Keep the builtin small and orthogonal — single capability, single
return shape, no implicit side-effects. If a port wants something that
feels like an editorial decision (a specific output format, a UI
choice), keep that in the .harn script and add the smallest possible
primitive instead.
Performance budget
Cold-start matters more than steady-state for the CLI. Every ported
subcommand has to meet a wall-clock budget pinned in
perf/cli/budgets.toml and gated by make bench-cli-cold-start. The
gate runs each subcommand under a cold bytecode cache, samples a
fixed number of invocations, and asserts the median stays under the
budget.
make bench-cli-cold-start
Two ratchets work together to keep the port honest:
make bench-cli-cold-start(G5 /perf/cli/budgets.toml) fails when a ported script's cold-start regresses. Bump the budget only with a rationale comment — re-tuning the budget is the loudest possible signal that a port got slower.make check-ported-handler-loc(C1 #2314 /scripts/ported_handlers.toml) fails when a Rust handler grows back past its committed line count. When a port advances and shrinks a shim, drop the budget to the newcurrent+5in the same PR. When a new handler joins the ratcheted set, append a fresh[[handler]]block with its current+5 budget — never retroactively tighten the existing entries.

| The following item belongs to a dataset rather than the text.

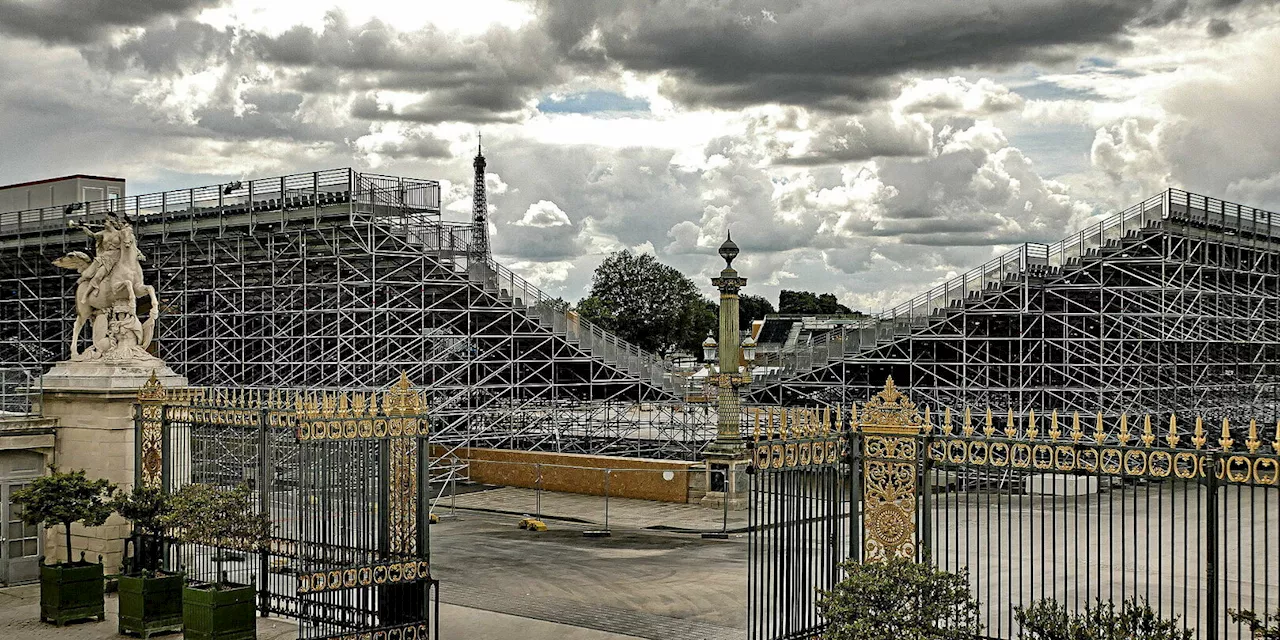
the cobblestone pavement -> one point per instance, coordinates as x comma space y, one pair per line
648, 584
624, 512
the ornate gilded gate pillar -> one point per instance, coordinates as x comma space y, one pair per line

The bytecode cache (HARN_BYTECODE_CACHE) amortizes parse + typecheck
across invocations after the first one; the cold-start gate measures
the worst case. If a port can't meet its budget, the usual fixes are
trimming imports from the script (only pull in what main actually
uses), avoiding redundant json_stringify round-trips, and pushing
per-call allocation off the hot path.